Dernière mise à jour : 27 déc. 2021

Commentaire musical du cantique "Il est né le divin enfant"


Article publié par l’Union Sainte Cécile, dans la revue CAECILIA du Service Diocésain de Pastorale Liturgique et Sacramentelle, de musique et d’art sacré de l’archidiocèse de Strasbourg.


N°05, édition d'octobre 2021.




Au côté de la tradition des Weinachtslieder et des Christmas Carols, notre tradition française n'a pas à rougir de ses airs pour Noël !

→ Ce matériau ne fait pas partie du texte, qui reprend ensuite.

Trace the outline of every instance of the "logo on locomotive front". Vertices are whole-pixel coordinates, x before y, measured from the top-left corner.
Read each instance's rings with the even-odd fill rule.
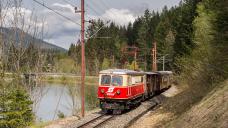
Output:
[[[107,92],[113,92],[115,87],[109,87]]]

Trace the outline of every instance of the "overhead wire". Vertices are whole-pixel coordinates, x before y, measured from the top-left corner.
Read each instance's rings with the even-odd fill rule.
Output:
[[[75,23],[75,24],[81,26],[80,23],[77,23],[77,22],[73,21],[72,19],[70,19],[69,17],[66,17],[66,16],[64,16],[63,14],[59,13],[58,11],[53,10],[52,8],[46,6],[44,3],[41,3],[41,2],[39,2],[39,1],[37,1],[37,0],[33,0],[33,1],[36,2],[36,3],[39,4],[39,5],[41,5],[41,6],[45,7],[45,8],[47,8],[48,10],[51,10],[52,12],[56,13],[57,15],[59,15],[59,16],[65,18],[66,20],[71,21],[72,23]]]

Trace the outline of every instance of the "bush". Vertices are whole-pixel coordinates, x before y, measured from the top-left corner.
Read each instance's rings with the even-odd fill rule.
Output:
[[[34,121],[32,101],[22,89],[1,89],[0,127],[25,128]]]

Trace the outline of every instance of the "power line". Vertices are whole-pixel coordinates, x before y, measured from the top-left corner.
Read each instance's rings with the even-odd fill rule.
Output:
[[[45,8],[47,8],[47,9],[51,10],[51,11],[53,11],[54,13],[56,13],[57,15],[59,15],[59,16],[65,18],[66,20],[69,20],[69,21],[71,21],[72,23],[75,23],[75,24],[81,26],[81,24],[79,24],[79,23],[73,21],[72,19],[70,19],[69,17],[66,17],[66,16],[64,16],[63,14],[61,14],[61,13],[59,13],[59,12],[57,12],[57,11],[51,9],[50,7],[46,6],[44,3],[41,3],[41,2],[39,2],[39,1],[37,1],[37,0],[33,0],[33,1],[36,2],[36,3],[38,3],[39,5],[41,5],[41,6],[43,6],[43,7],[45,7]]]
[[[77,7],[75,4],[72,4],[72,3],[69,2],[68,0],[62,0],[62,1],[66,2],[67,4],[70,4],[70,5],[73,6],[73,7]]]

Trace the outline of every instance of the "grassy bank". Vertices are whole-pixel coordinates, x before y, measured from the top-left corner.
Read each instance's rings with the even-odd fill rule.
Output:
[[[80,76],[40,76],[40,81],[49,82],[49,83],[81,83],[81,77]],[[98,77],[96,76],[86,76],[85,78],[85,84],[89,85],[97,85],[98,84]]]

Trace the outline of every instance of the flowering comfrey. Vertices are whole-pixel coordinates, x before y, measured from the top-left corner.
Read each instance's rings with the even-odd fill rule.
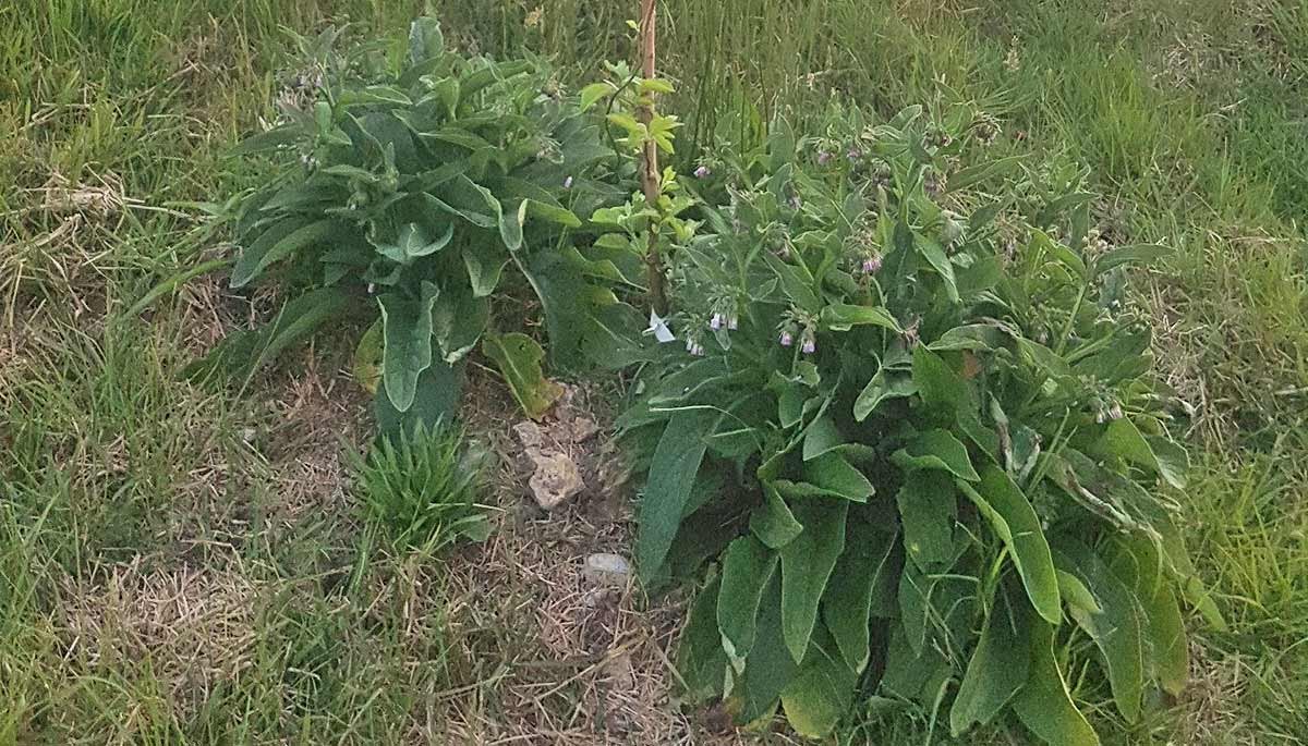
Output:
[[[804,329],[804,341],[799,346],[799,351],[806,355],[811,355],[818,351],[818,341],[814,340],[812,329]]]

Le lorrain Jean-Romary Grosjean (1815-1888) publia pour la première fois "Il est né le Divin Enfant" en 1862 dans un recueil d'airs des Noëls Lorrains[1]. Sa démarche de sauvegarde d'une tradition culturelle locale et vivante, héritée des anciennes pastorales de Noël, s'associa d'une démarche musicologique sur les origines des airs qu'il a compilés. "Il est né le Divin Enfant" est une ancienne sonnerie de trompes. Il s'agit de "la tête bizarde" (XVIIème siècle), connue des recueils de sonneries au temps de Louis XV[2] qui raconte l'histoire d'une chasse au cerf.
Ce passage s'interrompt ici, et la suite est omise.